3) Diabetes among Native American Indians
web search: Native Americans and Diabetes: This web site is about awareness of diabetes among the Native American population. Awareness of diabetes for prevention and intervention and changing life styles of Native American Indian communities. Pros and cons of what prevention and intervention will work.

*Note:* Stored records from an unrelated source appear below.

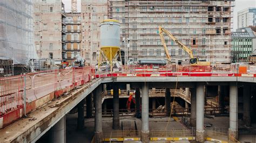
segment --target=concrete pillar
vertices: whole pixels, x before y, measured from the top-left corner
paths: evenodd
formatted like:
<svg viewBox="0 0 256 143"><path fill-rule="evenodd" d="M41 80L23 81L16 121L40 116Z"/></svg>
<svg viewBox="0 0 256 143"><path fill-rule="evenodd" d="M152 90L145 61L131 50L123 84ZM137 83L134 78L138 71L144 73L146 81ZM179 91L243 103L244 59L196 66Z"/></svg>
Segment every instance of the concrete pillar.
<svg viewBox="0 0 256 143"><path fill-rule="evenodd" d="M197 120L197 94L196 88L191 88L191 116L190 116L190 124L193 127L196 127Z"/></svg>
<svg viewBox="0 0 256 143"><path fill-rule="evenodd" d="M165 109L166 116L170 116L171 114L171 92L170 88L165 88Z"/></svg>
<svg viewBox="0 0 256 143"><path fill-rule="evenodd" d="M142 141L149 142L149 83L142 84Z"/></svg>
<svg viewBox="0 0 256 143"><path fill-rule="evenodd" d="M118 87L114 84L113 96L113 129L119 128L119 97Z"/></svg>
<svg viewBox="0 0 256 143"><path fill-rule="evenodd" d="M86 98L86 118L92 117L92 92L89 94Z"/></svg>
<svg viewBox="0 0 256 143"><path fill-rule="evenodd" d="M101 142L103 138L102 133L102 87L99 85L95 89L94 100L95 103L95 142Z"/></svg>
<svg viewBox="0 0 256 143"><path fill-rule="evenodd" d="M106 109L106 102L105 101L103 102L103 114L104 115L106 115L107 114L107 109Z"/></svg>
<svg viewBox="0 0 256 143"><path fill-rule="evenodd" d="M234 141L238 135L238 91L235 83L230 85L230 128L229 139Z"/></svg>
<svg viewBox="0 0 256 143"><path fill-rule="evenodd" d="M218 86L218 97L219 98L218 105L219 107L221 108L221 112L223 113L225 109L224 102L224 87Z"/></svg>
<svg viewBox="0 0 256 143"><path fill-rule="evenodd" d="M152 98L152 109L156 109L156 98Z"/></svg>
<svg viewBox="0 0 256 143"><path fill-rule="evenodd" d="M243 98L244 98L244 116L243 120L247 126L251 126L251 117L250 117L250 86L246 85L244 85L243 89Z"/></svg>
<svg viewBox="0 0 256 143"><path fill-rule="evenodd" d="M107 94L107 90L106 90L106 84L103 84L103 91L105 95Z"/></svg>
<svg viewBox="0 0 256 143"><path fill-rule="evenodd" d="M77 118L77 129L82 130L84 127L84 99L82 100L77 106L78 118Z"/></svg>
<svg viewBox="0 0 256 143"><path fill-rule="evenodd" d="M186 97L189 98L190 97L190 88L185 88L185 91L186 91ZM185 108L188 108L188 103L185 102Z"/></svg>
<svg viewBox="0 0 256 143"><path fill-rule="evenodd" d="M208 96L208 91L207 85L204 85L204 95L205 99L205 105L207 104L207 97Z"/></svg>
<svg viewBox="0 0 256 143"><path fill-rule="evenodd" d="M51 142L66 142L66 116L62 117L51 129Z"/></svg>
<svg viewBox="0 0 256 143"><path fill-rule="evenodd" d="M197 131L196 140L198 142L204 142L205 130L204 128L204 85L200 83L197 84Z"/></svg>
<svg viewBox="0 0 256 143"><path fill-rule="evenodd" d="M136 108L136 114L138 115L140 112L140 90L139 88L136 88L135 91L135 108Z"/></svg>
<svg viewBox="0 0 256 143"><path fill-rule="evenodd" d="M128 91L128 90L131 90L130 84L126 84L126 90Z"/></svg>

This so hard to chose, but in the end I will get more internet search support with the Diabetes among Native American Indians as to why the rate of diabetes is continously increasing even with implentation of prevention and interventions.

Monday, June 8, 2009

Reading Response #1: Reader Response

Irene Holmes
Ms. Darrow
ENG 140
7 June 2009
Reading Response #1: Reader Response
Love of My Life
The short essay, The Love of My Life by T.C. Boyle is about two young high school couple, China and Jeremy who both are madly in love with each other and appeared inseparable. As summer breaks the couple have more time to spend with each other before parting to two different colleges in the fall. A moment of heated passion by the lake will change their lives for ever. By fall, China goes off to college pregnant and so does Jeremy. China and Jeremy keep in touch by phone as months pass and one night China wakes up with her bed wet and in a lot of pain. China phones Jeremy and the couple meet a motel, where a new nightmare begins. China has her baby in a motel and Jeremy get rid of the baby by tossing it into a dumpster. The couple think they both solve their problem, but this is just a beginning of their new lives. Both pay a price by going to jail and being held a hostage at home with a house arrest anklet.
I enjoyed reading the short essay, The Love of My Life because the story takes a turn from being so romantic to a nightmare. The writer keeps the story realistic in time and place as the story takes place , especially China‘s pregnancy keeps up with the time line of the whole nine months of a pregnancy. Also the writer give a lot of details of where the event is taking place, “The rain, of course. It came midway through the third day, clouds the color of iron fillings, the lake hammered to iron too and the storm that crashed through the trees and beat at their tent with a thousand angry fist.” (Pg. 139).
My first reaction after reading the short essay, The Love of My Life was what ignorant and inhumane young couple. Spoiled kids who never think ahead and just live for the moment. It wants to make you slap them and tell them wake up. The story sort of give hints of what the couple may end up doing, like where it states, “And the sex. They were careful, always careful-I will never, never be like those breeders that brings their puffed-up squalling little red faced babies to class….but she had forgotten to pack her pills….” (Pg. 139). At this point I knew that China will probable get pregnant.
The short essay, The Love of My Life is written to entertain the audience because the story is not persuading or informing. It was about a romance that takes a turn and no matter what the case may be, China’s love for Jeremy is always there. The story begins by entertain the audience, “They wore each other like a pair of socks….their fingers were entwined, their shoulders touching, their hips joined in the slow triumphant sashay of love.” (Pg. 133) and ends the story with “She moved into his arms and they kissed,….He was Jeremy. He was the love of her life. And she closed her eyes and clung to him as if that were all that mattered.” (Pg. 152). Entertainment from beginning to the end.

Thursday, June 4, 2009

ENG 140

Hello, my name is Irene Holmes. I am of Lakota and Navajo descent. I am taking this course for nursing.

My three goals for the course are:
1)Being able to apply critical thinking when making decisions while doing patient care.
2)Expanding my vocabulary, I feel that I only know the very basic usage of English. (help)
3)Comprehend what I am reading, I get lost in reading alot.